Een vriendin had me uitgenodigd een paar dagen bij haar in het nieuwe huis, een opknappertje, door te brengen. Zaterdagmorgen werd ik in de startblokken wakker. Ik wilde me nuttig maken en zag duizend en één klusjes. Mijn vriendin had langer nodig om wakker te worden. Bij te komen van de week ervoor. Intussen was ik zachtjes begonnen met schoonmaken om de korte tijd die ik daar had volledig te gebruiken. Tegelijkertijd voelde ik ergernis opkruipen. Ik wilde overleggen en samen de hut aanpakken.
Ik herkende mijn actiegerichtheid en voelde dat die overging in gejaagdheid. En wist dat het dan niet gezellig is in mijn buurt. Mijn vriendin voelde dat ook en sprak me erop aan.
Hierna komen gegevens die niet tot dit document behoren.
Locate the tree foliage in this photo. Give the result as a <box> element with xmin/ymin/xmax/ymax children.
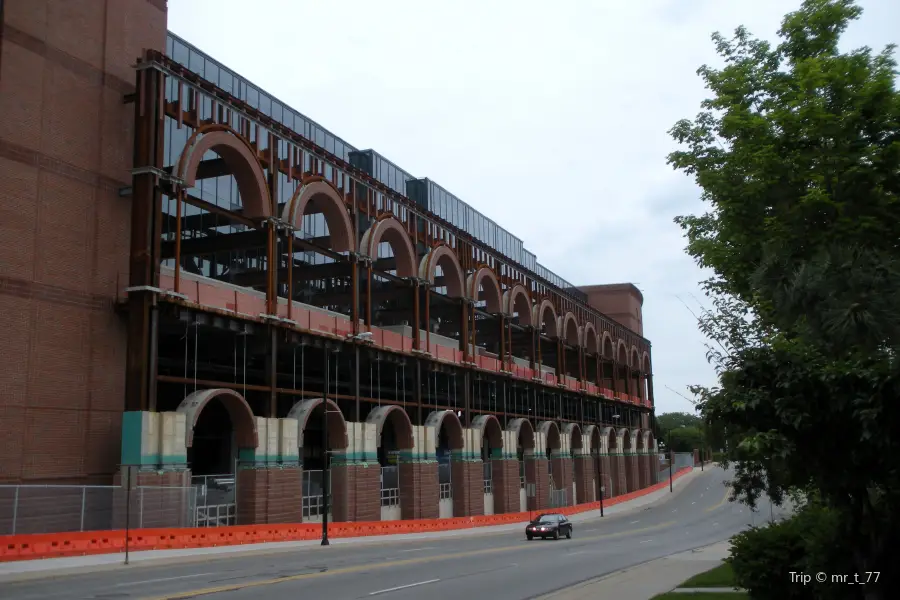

Ze wilde lekker samen zijn en alles wat we deden was meegenomen. Ik had al een waslijst van klusjes in mijn hoofd die zeker af moesten. En liever nog een paar meer. En waarom? Wie wilde ik wat bewijzen? Ik kon de vraag niet beantwoorden.
De vlucht vooruit zit diep in me. Gehaast in de eerste versnelling. Een overlevingsstrategie. Toen ik terugging naar wat echt belangrijk was, namelijk onze vriendschap, konden we de rest van de dagen met een lager toerental echt samen werken. Vriendschap is één van de 6 meta doelen.